Legion allocations like-entities in contiguous memory, and iterates based on allocated "chunks" for iteration. This means that whenever performing a query against N-components, the memory is almost always guaranteed to be local and adjacent because its archetype is the same for that query.
This is a high level explanation, and leaving out some edge cases, but that is the gist of why we see significant performance benefits with legion. The more complex of these benefits can't really be realized in any current use of amethyst, so those are basically theoretical.

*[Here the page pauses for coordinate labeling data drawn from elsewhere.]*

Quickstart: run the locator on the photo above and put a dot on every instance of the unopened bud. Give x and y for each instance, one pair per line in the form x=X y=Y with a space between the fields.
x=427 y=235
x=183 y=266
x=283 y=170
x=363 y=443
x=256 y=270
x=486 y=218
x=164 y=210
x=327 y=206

For full disclosure, that image only shows creation and iteration and so forth, it does not demonstrate the timings of when components are added and/or removed as is common in many ECS engine styles. The adding/removing pattern is very slow compared to specs because it forced a copy of every component an entity has into a new 'chunk'. A combined pattern where components can be marked as what 'chunks' (if any) they should appear with in regards to other components would fix the issue as it would keep the bulk components together and the rapidly changing ones would then remain out of band.
I've started adding benchmarks to my fork jaynus/amethyst-ecs-benchmarks
The reports can be seen Criterion Reports Here
They are a WIP as I add more optimized cases.

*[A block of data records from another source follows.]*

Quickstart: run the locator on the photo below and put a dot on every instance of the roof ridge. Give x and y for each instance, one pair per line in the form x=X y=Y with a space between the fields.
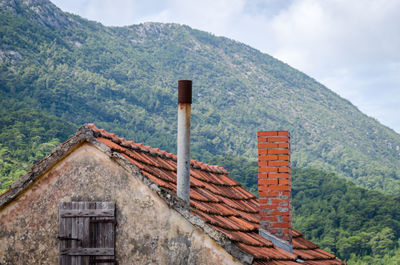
x=153 y=151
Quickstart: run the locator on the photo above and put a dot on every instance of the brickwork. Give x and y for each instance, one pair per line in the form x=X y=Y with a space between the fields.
x=274 y=183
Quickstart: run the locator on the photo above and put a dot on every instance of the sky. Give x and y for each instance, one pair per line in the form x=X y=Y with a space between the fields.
x=350 y=46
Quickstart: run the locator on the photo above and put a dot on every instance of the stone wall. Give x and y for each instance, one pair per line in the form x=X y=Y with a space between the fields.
x=148 y=230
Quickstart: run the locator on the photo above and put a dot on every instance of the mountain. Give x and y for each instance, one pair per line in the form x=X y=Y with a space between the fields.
x=56 y=65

Awesome @jaynus, looking forward. My minigames tend to do a significant amount of component swapping of a set amount of component types with rare swapping of another set of component types and little to no swapping of the remaining amount of component types, so optimizing for these is very doable with legion with some more design.
Really excited for the new transforms. It could also potentially let us easily create alternative coordinate systems (most notably spherical coordinates) to very easily create 3rd person cameras for example.
There's been a lot of positive feedback to this change. Do we have any issues that would require delaying confirming this as our course of action? Would we want to publicize this discussion more before doing so?
It seem to me like it would be good to make this as public as possible before confirming it, being that it is probably one of the single largest possible changes that we could make.
It seems unlikely at this point that we would change our direction, but I think it makes sense to give people as much an opportunity to state their thoughts against it before we go ahead with it.
Khionu and I have posted it around now, thanks.
As a non-amethyst-user who is hopeful about legion's future, I'm concerned that amethyst adopting it wholesale in the near future might make it difficult for legion to make significant changes to its public API. Legion's a very new crate and issues like https://github.com/TomGillen/legion/pull/27 illustrate that significant refinements are still occurring, and that locking in a stable API is therefore premature.
Conversely, adoption by amethyst could provide a substantial amount of the experimental use required to drive future design revisions, if those revisions aren't prevented by stability requirements, so the key question is how much churn amethyst is willing to tolerate in the name of improvements to upstream libraries.
Great work all around! This definitely looks promising. A word of caution, I've seen a world like concept crop up in different game engines and it nearly always turned out to have a lot of the same problems as global mutable state, especially the more complex a project got.
Also with something this fundamental for the engine, I'd highly advise also running benchmarks in more complex use cases like a simple 3d game, as microbenchmarking tells an incomplete story.
Are the changes to the transform component tied to the legion change, or can they be done independently?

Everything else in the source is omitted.